Question

\A box contains five slips of paper, marked $$\$ 1$$, $$\$ 1$$, $$\$ 1$$, $$\$ 10$$, and $$\$ 25 .$$ The winner of a contest selects two slips of paper at random and then gets the larger of the dollar amounts on the two slips. Define a random variable \(w\) by \(w=\) amount awarded. Determine the probability distribution of \(w\). (Hint: Think of the slips as numbered \(1,2,3,4\), and 5 , so that an outcome of the experiment consists of two of these numbers.)

Short answer

The probability distribution of \(w\) is: \(P(w = 1) = 0.3\), \(P(w = 10) = 0.3\), \(P(w = 25) = 0.4\).

Step-by-step solution

Identify all possible combinations

The task is to select two slips of paper from five slips.
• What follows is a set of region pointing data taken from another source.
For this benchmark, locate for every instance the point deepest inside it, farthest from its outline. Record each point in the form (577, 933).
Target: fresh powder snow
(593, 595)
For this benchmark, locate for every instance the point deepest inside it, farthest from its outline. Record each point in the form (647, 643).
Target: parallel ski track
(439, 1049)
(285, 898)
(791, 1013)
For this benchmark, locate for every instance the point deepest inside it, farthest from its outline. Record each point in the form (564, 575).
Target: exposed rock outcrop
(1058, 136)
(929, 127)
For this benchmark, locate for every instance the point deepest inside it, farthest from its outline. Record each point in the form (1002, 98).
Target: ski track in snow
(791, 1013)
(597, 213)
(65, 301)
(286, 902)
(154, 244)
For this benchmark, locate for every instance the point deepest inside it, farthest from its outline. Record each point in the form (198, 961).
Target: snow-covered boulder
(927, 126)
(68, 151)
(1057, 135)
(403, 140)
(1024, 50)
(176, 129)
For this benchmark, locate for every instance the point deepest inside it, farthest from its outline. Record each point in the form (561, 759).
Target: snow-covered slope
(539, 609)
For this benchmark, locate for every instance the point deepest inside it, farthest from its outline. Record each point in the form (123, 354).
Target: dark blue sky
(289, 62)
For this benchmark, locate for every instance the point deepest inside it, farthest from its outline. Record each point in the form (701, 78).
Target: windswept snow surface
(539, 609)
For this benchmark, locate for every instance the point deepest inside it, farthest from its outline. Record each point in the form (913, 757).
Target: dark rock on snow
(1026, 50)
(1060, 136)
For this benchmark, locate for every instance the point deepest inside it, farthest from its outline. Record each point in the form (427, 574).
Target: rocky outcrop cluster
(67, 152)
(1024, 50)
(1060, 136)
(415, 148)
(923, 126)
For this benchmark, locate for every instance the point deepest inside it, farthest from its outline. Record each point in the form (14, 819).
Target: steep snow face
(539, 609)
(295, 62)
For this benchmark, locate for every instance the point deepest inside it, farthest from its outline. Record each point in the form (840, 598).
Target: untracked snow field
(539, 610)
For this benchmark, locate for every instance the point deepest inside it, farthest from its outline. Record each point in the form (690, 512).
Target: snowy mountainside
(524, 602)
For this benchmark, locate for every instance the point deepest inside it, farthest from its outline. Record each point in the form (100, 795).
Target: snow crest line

Arrange slips in increasing order: \(1,1,1,10,25\). Assume that these correspond to numbers 1 to 5. We can see that it is possible to draw the slips in pairs: \( (1,2), (1,3), (1,4), (1,5), (2,3), (2,4), (2,5), (3,4), (3,5), (4,5)\).

Calculate the maximum prize for each combination

Assign the value of each pair as such: \((1,2) - 1,\(1,3) - 1,\(1,4) - 10,\(1,5) - 25,\(2,3) - 1,\(2,4) - 10,\(2,5) - 25,\(3,4) - 10,\(3,5) - 25,\(4,5) - 25\). There are three possibilities of values \(w\) can take, 1, 10, and 25.

Calculate the probability for each case

Now, count the number of times each value occurs. - \(1\) occurs \(3\) times. - \(10\) occurs \(3\) times. - \(25\) occurs \(4\) times. There are a total of \(10\) possible outcomes so the probability for each value of \(w\) is calculated by dividing the number of times it occurs by \(10\). Hence, the probability distribution of \(w\) is - \(P(w = 1) = 3/10\), - \(P(w = 10) = 3/10\), - \(P(w = 25) = 4/10\).

Key concepts

Random Variable

A random variable is a numerical quantity that is assigned to each outcome of a random phenomenon. In our exercise, the random variable is denoted as \(w\), which represents the amount awarded to the winner of the contest based on the slips they select. The role of random variables in probability is crucial because they help us to quantify what we can expect to happen in uncertain situations. For instance, \(w\) in our case can take on any value that the contest rules allow, depending on which two slips are drawn.

When defining a random variable, we need to specify what values it can take and how to associate these values with the outcomes of our random process. For the contest example, there are only three values that \(w\) can assume, which are determined by the highest denomination of the two drawn slips: \$1, \$10, or \$25.

Probability Calculation

To perform a probability calculation, we need to understand how to evaluate the chance of a particular outcome occurring. The basic formula is the number of favorable outcomes divided by the total number of equally possible outcomes. In our exercise, the calculation involves determining the likelihood of each amount being the maximum one drawn.

Let's consider the exercise improvement advice, which suggests being detailed and selecting the most important topics. The probability of obtaining the maximum value from the slips is found by counting how many combinations yield each maximum value, then dividing by the total number of combinations possible. Here, the probability that \(w\) equals \$1, \$10, or \$25 is calculated by noting that \$1 occurs in three out of ten combinations, as does \$10, while \$25 appears in four combinations. Therefore, the probability distribution of \(w\) provides us with a clear picture of our chances for each potential amount awarded in the contest.

Statistical Combinations

The concept of statistical combinations tells us about the different ways we can combine a certain number of objects without regard to the order. It plays a central role in our understanding of probability because it helps us count how many possible outcomes there are. In this exercise, the number of combinations of two slips from five is calculated without considering the order in which they are drawn.

To clarify, drawing slip 1 then slip 2 is the same as drawing slip 2 then slip 1, since the order does not matter when determining the highest value. There are 10 unique combinations when drawing two slips out of five. Understanding how to enumerate these combinations is critical because it forms the denominator in the calculation of probabilities for each possible value of our random variable \(w\). It is the foundation on which we can build a probability distribution. This concept is a great tool for determining all possible outcomes, specifically in situations where different combinations lead to different results, as is the case in our exercise.